The second moment and variance, for example, only work now because the default
implementations carry along nested first moments. This setup is a little
awkward and might be changed; but then it would not be obvious how to support
aggregation. It is not obvious to me how to support this for fourth moments at
all. In any case, I think it is too restrictive a requirement to place on
implementations, so if we do support this, it should be via a subclass of
SummaryStatistics.
> Utility method to aggregate Statistics
> --------------------------------------
>
> Key: MATH-224
> URL: https://issues.apache.org/jira/browse/MATH-224
> Project: Commons Math
> Issue Type: Improvement
> Reporter: Andre Panisson
> Assignee: Phil Steitz
> Priority: Minor
> Fix For: 2.0
>
> Attachments: commons_math.patch
>
>
> Below is the conversation related to this topic that was posted to the
> Commons Users group.
> -------------------------------------------------
> Hi,
> >
> > I'm writing a complex validation algorithm, that makes a K-Fold
> > cross-validation using a data set. The data set is partitioned into K
> > subsamples, and of the K subsamples, a single subsample is retained
> > as the validation data for testing, and the remaining K − 1
> > subsamples are used as training data. The process is then repeated K
> > times, and at the end the K results are aggregated to a single
> > result. The problem is that all K results return Statistics objects
> > (org.apache.commons.math.stat.descriptive.SummaryStatistics), and I
> > need to make the aggregation of all K objects in a single Statistics.
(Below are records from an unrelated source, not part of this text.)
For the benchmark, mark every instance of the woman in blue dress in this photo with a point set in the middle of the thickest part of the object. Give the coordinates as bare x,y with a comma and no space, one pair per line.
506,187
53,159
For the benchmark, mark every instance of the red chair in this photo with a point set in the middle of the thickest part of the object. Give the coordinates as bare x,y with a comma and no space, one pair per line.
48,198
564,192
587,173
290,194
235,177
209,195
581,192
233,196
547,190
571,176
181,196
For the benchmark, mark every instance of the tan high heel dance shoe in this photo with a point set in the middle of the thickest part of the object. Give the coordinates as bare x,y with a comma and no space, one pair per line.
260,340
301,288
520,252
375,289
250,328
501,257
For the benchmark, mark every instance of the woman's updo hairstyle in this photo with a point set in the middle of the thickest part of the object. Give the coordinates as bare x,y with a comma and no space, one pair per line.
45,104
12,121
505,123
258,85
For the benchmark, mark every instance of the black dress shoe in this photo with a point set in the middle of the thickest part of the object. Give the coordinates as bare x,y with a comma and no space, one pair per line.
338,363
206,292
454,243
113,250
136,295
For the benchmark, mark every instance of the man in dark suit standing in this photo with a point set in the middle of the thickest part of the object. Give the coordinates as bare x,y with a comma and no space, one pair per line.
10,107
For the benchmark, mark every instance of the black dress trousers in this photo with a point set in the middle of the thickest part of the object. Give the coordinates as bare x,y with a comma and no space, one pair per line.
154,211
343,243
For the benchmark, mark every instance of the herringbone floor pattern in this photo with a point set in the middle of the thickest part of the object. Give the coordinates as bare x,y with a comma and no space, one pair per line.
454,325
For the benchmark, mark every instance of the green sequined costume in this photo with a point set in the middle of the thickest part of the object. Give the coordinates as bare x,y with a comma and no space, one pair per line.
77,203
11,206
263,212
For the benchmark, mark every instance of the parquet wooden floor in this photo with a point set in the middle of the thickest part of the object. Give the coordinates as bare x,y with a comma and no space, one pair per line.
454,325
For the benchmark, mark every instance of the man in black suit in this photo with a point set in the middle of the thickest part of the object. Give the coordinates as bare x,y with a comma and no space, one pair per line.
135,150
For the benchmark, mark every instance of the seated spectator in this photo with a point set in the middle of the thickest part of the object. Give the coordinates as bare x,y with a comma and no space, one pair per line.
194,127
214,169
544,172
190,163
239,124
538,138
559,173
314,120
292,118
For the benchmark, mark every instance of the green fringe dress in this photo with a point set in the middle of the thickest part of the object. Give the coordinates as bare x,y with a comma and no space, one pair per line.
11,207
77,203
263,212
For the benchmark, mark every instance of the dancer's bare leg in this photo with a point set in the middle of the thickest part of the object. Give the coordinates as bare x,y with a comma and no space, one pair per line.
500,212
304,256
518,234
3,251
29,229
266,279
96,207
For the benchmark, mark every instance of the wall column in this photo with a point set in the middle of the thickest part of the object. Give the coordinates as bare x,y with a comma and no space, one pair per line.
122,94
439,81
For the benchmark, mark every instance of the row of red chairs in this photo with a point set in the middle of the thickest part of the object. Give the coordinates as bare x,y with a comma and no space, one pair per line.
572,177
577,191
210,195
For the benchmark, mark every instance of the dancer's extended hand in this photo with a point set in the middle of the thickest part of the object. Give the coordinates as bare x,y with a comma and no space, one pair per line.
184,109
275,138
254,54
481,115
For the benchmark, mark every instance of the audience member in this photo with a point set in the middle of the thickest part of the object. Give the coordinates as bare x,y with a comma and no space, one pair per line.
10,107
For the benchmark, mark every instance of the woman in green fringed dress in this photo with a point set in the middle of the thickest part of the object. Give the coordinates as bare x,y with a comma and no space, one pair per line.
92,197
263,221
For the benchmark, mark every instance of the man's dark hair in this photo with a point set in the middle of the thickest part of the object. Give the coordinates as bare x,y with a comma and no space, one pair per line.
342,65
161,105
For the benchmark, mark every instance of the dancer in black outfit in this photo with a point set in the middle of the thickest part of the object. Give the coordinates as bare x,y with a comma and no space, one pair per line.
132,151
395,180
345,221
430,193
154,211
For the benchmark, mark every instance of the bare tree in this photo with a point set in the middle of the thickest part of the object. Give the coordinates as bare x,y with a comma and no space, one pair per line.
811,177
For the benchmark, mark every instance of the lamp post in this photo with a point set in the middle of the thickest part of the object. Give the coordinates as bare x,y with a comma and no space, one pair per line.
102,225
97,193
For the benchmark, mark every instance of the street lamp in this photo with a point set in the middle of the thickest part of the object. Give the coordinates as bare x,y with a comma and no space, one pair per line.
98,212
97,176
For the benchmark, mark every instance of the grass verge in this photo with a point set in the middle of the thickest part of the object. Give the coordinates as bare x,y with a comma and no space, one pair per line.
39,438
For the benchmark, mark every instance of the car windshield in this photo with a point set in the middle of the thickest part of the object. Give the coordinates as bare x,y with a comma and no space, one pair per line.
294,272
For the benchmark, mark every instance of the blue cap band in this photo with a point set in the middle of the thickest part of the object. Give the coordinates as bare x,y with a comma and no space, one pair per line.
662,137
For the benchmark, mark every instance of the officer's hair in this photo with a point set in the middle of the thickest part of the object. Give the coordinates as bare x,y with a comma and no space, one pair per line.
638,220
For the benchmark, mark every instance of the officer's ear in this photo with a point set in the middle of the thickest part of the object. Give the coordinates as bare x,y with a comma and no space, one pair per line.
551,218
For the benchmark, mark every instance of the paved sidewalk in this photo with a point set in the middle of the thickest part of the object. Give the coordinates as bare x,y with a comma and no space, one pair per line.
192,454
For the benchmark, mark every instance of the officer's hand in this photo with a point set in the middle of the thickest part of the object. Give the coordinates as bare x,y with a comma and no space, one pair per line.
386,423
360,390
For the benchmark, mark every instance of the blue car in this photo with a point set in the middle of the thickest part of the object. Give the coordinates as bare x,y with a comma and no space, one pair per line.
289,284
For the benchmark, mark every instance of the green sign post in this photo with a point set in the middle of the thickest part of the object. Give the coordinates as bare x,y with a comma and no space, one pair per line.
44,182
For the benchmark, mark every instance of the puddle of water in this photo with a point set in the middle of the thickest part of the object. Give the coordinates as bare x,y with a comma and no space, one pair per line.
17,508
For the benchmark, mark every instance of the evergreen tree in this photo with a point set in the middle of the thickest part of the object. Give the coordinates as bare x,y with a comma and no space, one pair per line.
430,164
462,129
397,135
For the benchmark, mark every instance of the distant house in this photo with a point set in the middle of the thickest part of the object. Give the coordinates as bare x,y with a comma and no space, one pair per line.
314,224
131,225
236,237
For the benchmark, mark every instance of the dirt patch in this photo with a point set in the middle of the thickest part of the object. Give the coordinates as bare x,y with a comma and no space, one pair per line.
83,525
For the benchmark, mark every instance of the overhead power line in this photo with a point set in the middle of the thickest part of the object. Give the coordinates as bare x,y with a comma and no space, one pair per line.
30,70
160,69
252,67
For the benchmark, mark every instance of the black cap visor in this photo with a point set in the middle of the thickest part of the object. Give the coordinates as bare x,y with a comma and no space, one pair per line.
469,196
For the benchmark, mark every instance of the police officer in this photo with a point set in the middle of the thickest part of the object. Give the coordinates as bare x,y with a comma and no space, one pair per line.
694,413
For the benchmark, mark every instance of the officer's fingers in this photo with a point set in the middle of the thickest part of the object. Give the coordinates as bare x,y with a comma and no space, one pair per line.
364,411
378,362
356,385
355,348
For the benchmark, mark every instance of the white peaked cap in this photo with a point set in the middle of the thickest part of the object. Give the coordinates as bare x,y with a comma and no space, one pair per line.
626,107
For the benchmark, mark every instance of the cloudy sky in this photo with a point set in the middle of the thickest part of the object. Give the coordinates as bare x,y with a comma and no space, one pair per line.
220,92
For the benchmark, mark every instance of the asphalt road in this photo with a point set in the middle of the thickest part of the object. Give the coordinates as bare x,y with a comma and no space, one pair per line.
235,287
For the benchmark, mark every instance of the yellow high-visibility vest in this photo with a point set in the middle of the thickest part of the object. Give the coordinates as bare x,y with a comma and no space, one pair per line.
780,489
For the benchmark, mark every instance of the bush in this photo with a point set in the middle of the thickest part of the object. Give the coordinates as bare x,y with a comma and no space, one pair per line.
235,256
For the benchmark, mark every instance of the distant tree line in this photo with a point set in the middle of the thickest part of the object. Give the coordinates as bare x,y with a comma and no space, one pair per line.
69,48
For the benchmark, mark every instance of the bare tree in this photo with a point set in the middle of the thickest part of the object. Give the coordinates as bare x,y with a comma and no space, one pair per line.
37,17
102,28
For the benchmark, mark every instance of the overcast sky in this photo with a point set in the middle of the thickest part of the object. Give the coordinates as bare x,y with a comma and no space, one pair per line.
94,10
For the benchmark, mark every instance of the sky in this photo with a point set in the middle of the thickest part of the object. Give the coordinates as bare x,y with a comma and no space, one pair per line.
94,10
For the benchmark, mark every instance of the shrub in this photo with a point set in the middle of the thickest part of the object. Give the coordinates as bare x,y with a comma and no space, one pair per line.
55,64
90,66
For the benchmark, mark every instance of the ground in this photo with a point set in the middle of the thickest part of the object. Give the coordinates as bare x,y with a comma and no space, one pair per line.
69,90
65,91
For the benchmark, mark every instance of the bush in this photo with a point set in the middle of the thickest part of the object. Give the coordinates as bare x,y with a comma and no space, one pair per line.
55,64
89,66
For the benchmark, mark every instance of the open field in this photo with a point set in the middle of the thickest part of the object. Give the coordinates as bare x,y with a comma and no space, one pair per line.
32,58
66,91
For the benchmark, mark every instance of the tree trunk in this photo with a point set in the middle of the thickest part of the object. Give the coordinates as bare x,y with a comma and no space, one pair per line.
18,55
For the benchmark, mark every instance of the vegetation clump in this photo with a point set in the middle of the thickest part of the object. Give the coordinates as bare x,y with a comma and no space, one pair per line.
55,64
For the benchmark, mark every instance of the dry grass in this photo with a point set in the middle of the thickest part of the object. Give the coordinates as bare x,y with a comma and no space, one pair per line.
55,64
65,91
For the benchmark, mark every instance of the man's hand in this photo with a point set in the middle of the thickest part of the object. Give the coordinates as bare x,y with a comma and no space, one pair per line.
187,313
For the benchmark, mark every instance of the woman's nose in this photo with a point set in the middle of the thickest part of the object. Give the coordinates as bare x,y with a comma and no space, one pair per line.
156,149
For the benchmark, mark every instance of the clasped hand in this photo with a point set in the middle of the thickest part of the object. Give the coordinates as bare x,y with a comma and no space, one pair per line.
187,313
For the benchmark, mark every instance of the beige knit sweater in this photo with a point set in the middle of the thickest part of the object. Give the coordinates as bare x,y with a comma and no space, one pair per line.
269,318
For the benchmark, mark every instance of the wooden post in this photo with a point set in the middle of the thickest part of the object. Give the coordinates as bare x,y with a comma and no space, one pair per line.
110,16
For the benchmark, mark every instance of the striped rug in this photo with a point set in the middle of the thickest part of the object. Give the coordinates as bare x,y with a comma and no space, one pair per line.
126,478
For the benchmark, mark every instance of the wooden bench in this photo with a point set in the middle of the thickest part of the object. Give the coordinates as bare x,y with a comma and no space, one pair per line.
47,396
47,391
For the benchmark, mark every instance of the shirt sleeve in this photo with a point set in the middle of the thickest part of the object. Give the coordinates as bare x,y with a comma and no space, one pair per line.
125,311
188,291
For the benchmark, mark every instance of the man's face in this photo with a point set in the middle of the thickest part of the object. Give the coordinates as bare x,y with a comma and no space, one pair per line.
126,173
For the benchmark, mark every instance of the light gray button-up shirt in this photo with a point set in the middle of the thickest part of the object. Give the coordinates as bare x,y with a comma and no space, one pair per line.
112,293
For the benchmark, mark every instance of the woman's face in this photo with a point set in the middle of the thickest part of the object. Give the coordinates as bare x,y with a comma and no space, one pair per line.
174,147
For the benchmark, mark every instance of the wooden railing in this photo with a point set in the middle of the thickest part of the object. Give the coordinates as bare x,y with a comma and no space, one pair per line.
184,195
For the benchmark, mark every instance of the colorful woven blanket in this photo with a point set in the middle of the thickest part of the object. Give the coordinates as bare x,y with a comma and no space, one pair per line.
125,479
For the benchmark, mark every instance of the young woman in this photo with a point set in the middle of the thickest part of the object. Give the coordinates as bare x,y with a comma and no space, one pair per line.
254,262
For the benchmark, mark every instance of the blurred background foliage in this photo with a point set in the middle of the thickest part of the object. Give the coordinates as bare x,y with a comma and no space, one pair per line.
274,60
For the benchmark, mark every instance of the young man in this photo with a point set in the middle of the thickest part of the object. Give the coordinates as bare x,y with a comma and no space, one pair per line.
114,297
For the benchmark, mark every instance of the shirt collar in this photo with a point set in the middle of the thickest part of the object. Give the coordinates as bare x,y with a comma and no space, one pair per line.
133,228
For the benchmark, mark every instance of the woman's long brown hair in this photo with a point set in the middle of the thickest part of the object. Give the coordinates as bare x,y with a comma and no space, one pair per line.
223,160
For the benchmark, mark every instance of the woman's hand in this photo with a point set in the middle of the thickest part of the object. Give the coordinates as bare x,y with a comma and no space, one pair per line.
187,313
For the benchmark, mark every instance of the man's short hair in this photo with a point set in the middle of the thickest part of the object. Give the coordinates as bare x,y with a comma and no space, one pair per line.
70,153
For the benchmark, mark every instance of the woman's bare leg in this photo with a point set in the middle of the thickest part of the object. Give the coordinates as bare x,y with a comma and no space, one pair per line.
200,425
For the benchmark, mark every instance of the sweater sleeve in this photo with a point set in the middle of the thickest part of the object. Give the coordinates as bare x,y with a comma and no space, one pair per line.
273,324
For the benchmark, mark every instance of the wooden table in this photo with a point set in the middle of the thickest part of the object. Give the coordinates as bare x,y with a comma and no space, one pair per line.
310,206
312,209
> > I think it is a common problem in the statistics field. There's
> > anyone who had already implemented an utility method to do it?
> There is no such feature currently in commons-math. The
> SummaryStatistics class wraps a bunch of specialized statistics classes
> (Sum, Mean, Max, SumOfSquares ...) which can be overriden by
> user-provided StorelessUnivariateStatistic implementations.
> So this feature should be added to the StorelessUnivariateStatistic
> interface and all its implementations, with a signature like this:
> public void aggregate(StorelessUnivariateStatistic otherStatistic);
> The implementation of this method should only use the
> StorelessUnivariateStatistic methods, i.e. getResult() and getN(). This
> seems feasible for the statistics used by SummaryStatistics, but has not
> been done yet.
> One should be aware that SummaryStatistics does not enforce strong
> typing, so one could call aggregate on a Sum instance and provide it a
> Min instance, which would of course result in meaningless results.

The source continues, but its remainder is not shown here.